I edited my original post a little and cleaned it up now.
 
If you find yourself fighting a lot you can transform the effort into hard science with Interfaith Dialogue. It can be really powerful if you are fighting a lot. It transforms that effort into science points. If you are frequently attacking high-pop other religion cities you will rake in a max of 100 extra science per use even on missionaries. The figure is 10 science for every citizen another religion per use maxing at 100. Every time they prophet-bomb you converting the city back can rake in 100-500 science which can be a whole tech early game depending on if you use several missionaries or just prophet-bomb it back (lowest yield).

My last attempt on a warring religious, immortal game caught me up very rapidly by even mid-renaissance and started putting me ahead. The effect wears off later once 100 science is not as significant but it is huge early-game if you can get a steady stream of missionaries. However, late-game all your faith will go to GP-buying so this is fine.
 
Easiest solution is to... well... not give them open borders, obviously. The (tiny) bonus-rep you get from opening borders is killed by demanding to stop settling/spreading religion anyway - I basically never ever give open borders to the AI and I think there's really no reason to do so, except for an AI that is friendly and has chosen the same Ideology, but if that's the case, then they won't send missionaries/prophets into your lands anyway. Settlers... well, again. No open borders = no settlers, and at the point that I give open borders, I usually don't really care about founding cities anymore.
 
AI Missionaries: You can generally ignore them if you've already established your religion even if your borders are open.
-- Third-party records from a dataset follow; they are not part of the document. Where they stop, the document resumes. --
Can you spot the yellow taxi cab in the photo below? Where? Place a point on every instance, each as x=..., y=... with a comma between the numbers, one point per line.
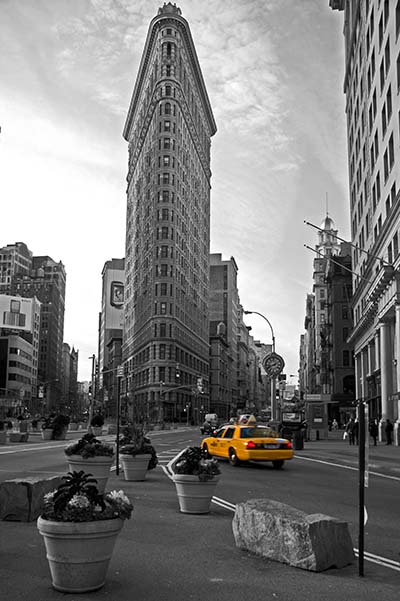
x=240, y=442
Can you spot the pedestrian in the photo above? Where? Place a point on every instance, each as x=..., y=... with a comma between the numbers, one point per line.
x=349, y=430
x=374, y=430
x=388, y=431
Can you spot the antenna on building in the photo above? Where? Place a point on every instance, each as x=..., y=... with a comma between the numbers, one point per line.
x=337, y=263
x=351, y=244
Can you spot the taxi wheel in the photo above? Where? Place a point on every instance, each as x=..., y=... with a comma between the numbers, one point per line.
x=233, y=460
x=206, y=453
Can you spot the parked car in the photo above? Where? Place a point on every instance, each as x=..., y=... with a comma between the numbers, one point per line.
x=241, y=443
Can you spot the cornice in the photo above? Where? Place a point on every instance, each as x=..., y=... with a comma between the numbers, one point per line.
x=154, y=27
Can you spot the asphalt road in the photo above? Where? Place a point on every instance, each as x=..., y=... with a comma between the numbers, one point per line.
x=164, y=555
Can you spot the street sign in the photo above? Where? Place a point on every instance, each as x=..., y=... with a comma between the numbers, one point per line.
x=273, y=364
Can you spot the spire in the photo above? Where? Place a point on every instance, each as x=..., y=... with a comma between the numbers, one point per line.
x=169, y=8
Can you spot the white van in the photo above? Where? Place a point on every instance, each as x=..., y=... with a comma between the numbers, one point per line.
x=211, y=418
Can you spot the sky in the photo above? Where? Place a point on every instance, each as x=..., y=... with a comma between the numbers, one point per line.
x=273, y=70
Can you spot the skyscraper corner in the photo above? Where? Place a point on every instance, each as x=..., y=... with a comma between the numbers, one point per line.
x=169, y=126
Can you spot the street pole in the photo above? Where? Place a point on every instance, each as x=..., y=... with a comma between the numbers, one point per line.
x=93, y=358
x=274, y=412
x=361, y=485
x=120, y=375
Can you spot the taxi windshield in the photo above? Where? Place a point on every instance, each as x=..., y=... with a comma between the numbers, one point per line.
x=257, y=433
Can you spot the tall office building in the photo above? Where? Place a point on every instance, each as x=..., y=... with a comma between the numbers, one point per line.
x=111, y=324
x=224, y=336
x=168, y=128
x=371, y=85
x=22, y=274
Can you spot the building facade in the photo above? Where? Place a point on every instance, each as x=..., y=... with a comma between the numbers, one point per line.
x=168, y=128
x=224, y=335
x=28, y=276
x=326, y=374
x=111, y=325
x=371, y=86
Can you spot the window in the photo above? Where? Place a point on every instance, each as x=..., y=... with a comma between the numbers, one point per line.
x=387, y=56
x=398, y=70
x=390, y=253
x=391, y=152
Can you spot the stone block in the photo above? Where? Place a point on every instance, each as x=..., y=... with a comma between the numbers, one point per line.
x=282, y=533
x=21, y=500
x=19, y=436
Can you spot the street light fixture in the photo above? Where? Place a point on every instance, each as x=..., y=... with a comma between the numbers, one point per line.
x=276, y=364
x=268, y=322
Great Prophets: Even closing your borders is completely ineffective against them. Build Inquisitors while they are still cheap is the primary religious defense. A secondary one is unit wall.

AI civilian units inferring with your own civilian movement in your territory: The only solution is having military units stationed on your roads / if your Inquisitors aren't needed at the moment they can also be used to block AI civilians.
 
Lower th the difficulty. Ais will be a lot more peaceful in the easier levels...
 
Put Inquisitors in your cities, that will lat least prevent prophet bombing.
 
You should never be peaceful with your immediate neighbor, especially if you haven't met anyone yet(or can get allies) and they found a religion. The quicker you capture that holy city the better. I find bee-lining civil service, then Education, then Machinery, then Guilds most useful for this. Since you will most likely be more advanced in military than your neighbor they will capitulate very easily and you can get some nice tribute early on. If you can build Machu Pichu then gold won't be a problem. If happiness is problem then you can always beeline Astronomy and explore the world.

To prevent missionary/prophet/settler spam peacefully may I suggest scouts(with the sight promotion). They are cheap, can move 2 tiles over any terrain, and can successfully herd any unwanted civilians. Missionaries you want in your lands so they die from attrition, settlers and prophets need to be herded towards barbarian camps.
 
If you're not in an island map, then use scouts to explore the land. They're easy to make and move twice so you could steal missionaries that try to spread religion in your lands. If you don't have a religion, then missionaries and great prophets spamming in your civilization shouldn't be a problem.